Però a Napoli, sullo stadio di calcio e sulla fedeltà al Napoli si è giocata una partita tutta particolare che ha avuto al centro il patron della squadra azzurra, Aurelio De Laurentiis. Il numero uno di Filmauro nonché presidente del Calcio Napoli aveva già dato il suo chiaro endorsement ai candidati del centrodestra sostenendo lo scorso anno la candidatura di Stefano Caldoro al governo della Regione Campania.
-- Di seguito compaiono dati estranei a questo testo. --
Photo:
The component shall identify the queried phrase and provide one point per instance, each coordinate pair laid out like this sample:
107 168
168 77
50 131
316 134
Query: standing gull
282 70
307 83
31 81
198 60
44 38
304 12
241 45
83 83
Col Comune è avvenuto altrettanto: il 10 maggio scorso, De Laurentiis si è lasciato andare alla seconda dichiarazione pubblica: «Io, se fossi cittadino napoletano voterei per Gianni Lettieri»: così si è espresso, scatenando le ire del centrosinistra. 

È stata difatti la giunta di Rosa Russo Iervolino a dare in convenzione d’uso l’impianto al Calcio Napoli.  E c’è da dire pure che l’accordo non si è rivelato un grande affare. L’ottanta per cento degli importi messi in bilancio dall’Ente per gli impianti sportivi comunali vengono fagocitati dal San Paolo. Il motivo? Molto semplice: lo stadio ha mezzo secolo di vita. Il patto fra amministrazione comunale e società sportiva prevede diritti e doveri; uno dei doveri del Comune è garantire la sicurezza della struttura. E per la struttura di Fuorigrotta occorre iniziare dai bulloni che sostengono la copertura e che vanno controllati ogni anno. Per non parlare poi delle poltroncine “terremotate” dei servizi igienici pessimi. E il tabellone elettronico? Spetterebbe al club sportivo installarlo ma finora non ce n’è traccia. I tifosi della squadra di calcio terza in campionato di serie A per sapere chi c’è in campo o per essere informati delle sostituzioni devono affidarsi esclusivamente alla voce di uno speaker che si sgola – inutilmente – da bordo campo. Ora poi c’è la Champions League. Qualche mese fa il Comune ha stanziato 50mila euro per la manutenzione straordinaria del sistema di videosorveglianza, chiesta dalla questura.

Cosa c’entra in tutto questo l’endorsement di De Laurentiis è facile da capire: il presidente, in un tentativo di lobbying in salsa partenopea ha appoggiato il candidato che sembrava per così dire “lanciato a rete”. L’obiettivo è garantirsi l’appoggio della nuova giunta e una nuova convenzione più flessibile per l’attivazione di nuovi progetti. Il presidente del Napoli, è cosa nota, vorrebbe realizzare un museo del Napoli all’interno dello stadio. Siccome la popolarità dell’uomo che ha riportato il club azzurro a livelli gloriosi è altissima, Lettieri ha incassato con soddisfazione quest’appoggio.

Poi, però, negli ultimi giorni, qualcosa è accaduto. C’è stato il primo turno delle Amministrative che ha fatto emergere il ciclone De Magistris. Cosa fa De Laurentiis? Non si perde d’animo e a Roma invita a pranzo il candidato dell’altro schieramento. Il centrodestra incassa il contropiede ma non demorde. E affida a Berlusconi la nuova stoccata sul fronte calcistico: «Il Milan non acquisterà il bomber Hamsik» dice il premier in piazza. Ma stavolta non ha calcolato l’orgoglio sportivo: «Chi non salta rossonero è» rispondono i tifosi. Autogol.